Cécile Grégoire

— Fille de Léon Grégoire.  Elle n’est pas jolie, trop saine, trop bien portante, mûre à dix-huit ans, mais elle a une chair superbe, une fraîcheur de lait, avec ses cheveux châtains, sa face ronde au petit nez volontaire, noyé entre les joues [82]. Ses parents ne trouvent rien de trop beau pour elle [85]. Elle a été élevée à la Piolaine, dans une ignorance heureuse, dans des caprices d’enfant, ayant une maîtresse de piano et des professeurs, mais jetant le livre par la fenêtre, dés qu’une question l’ennuie. Les Grégoire la chargent de leurs aumônes ; cela rentre dans leur idée d’une belle éducation, il faut être charitable, ils disent eux-mêmes que leur maison est la maison du bon Dieu. Du reste, ils se flattent de faire la charité avec intelligence et, pour ne pas encourager le vice, ils ne donnent jamais d’argent, leurs aumônes sont toujours en nature, car c’est un fait connu, dès qu’un pauvre a deux sous, il les boit [100].

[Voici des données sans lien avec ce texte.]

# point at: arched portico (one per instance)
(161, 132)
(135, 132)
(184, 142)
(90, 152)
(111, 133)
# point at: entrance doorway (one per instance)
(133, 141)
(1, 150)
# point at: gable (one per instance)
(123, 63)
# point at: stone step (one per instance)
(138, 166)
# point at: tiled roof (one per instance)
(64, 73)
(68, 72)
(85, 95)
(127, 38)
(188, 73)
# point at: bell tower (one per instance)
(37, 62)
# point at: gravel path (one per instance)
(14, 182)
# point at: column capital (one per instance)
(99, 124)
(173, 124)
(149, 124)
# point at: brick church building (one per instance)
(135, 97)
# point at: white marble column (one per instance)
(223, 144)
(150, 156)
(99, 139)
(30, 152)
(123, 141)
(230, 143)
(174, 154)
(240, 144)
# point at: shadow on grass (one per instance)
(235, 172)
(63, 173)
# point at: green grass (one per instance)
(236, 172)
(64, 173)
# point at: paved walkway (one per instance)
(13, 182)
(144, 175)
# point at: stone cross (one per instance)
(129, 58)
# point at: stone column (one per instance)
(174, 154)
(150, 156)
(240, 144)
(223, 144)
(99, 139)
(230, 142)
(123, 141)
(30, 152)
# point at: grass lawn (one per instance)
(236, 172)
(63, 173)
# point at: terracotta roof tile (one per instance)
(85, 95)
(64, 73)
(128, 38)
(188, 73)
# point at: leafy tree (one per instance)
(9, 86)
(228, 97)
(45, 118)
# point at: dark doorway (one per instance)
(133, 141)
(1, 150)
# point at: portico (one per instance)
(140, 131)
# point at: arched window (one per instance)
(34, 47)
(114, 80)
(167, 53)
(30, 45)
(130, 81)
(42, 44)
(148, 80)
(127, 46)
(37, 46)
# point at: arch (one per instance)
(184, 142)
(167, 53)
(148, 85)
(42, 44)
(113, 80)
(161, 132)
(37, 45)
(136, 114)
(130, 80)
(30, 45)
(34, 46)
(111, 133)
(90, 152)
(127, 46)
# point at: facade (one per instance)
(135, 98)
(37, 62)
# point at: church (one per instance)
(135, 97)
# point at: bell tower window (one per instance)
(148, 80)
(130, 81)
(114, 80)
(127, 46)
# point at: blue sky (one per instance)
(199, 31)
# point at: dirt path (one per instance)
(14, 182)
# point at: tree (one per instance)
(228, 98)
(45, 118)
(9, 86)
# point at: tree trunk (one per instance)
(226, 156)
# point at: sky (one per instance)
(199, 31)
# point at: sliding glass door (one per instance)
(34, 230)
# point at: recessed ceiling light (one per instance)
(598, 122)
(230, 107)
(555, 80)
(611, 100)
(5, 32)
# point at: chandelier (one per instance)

Quand la grève éclate à Montsou, Cécile sourit à cette idée du chômage, qui lui rappelle des visites et des distributions d’aumônes dans les corons [228]. Et cette fille de riche, longtemps désirée par ses parents, comblée ensuite de tous leurs biens, ne comprend rien aux révoltes des pauvres, à la fureur qui jette contre sa robe de soie, contre son manteau de fourrure, contre la plume blanche de son chapeau, les femmes de grévistes, en guenilles et affamées. Au milieu des furies, elle grelotte, les jambes paralysées, elle est sans force contre leur acharnement, c’est le hasard d’une diversion qui la sauve, ce jour-là, des mains de la Brûlé et des doigts du père Bonnemort [408]. Un peu plus lard, elle n’échappe pas à l’inconsciente représaille; elle retrouve l’homme à la face carrée, livide, tatouée de charbon ; c’est comme une fascination entre le vieux mineur, gonflé d’eau, d’une laideur lamentable de bête fourbue, détruit de père en fils par cent années de travail et de faim, et la belle et saine Cécile, grasse et fraîche des longues paresses et du bien-être repu de sa race. Les mains noires de Bonnemort sont attirées par le cou blanc de la jeune fille et elles le serrent jusqu’à l’étranglement [553]. (Germinal.)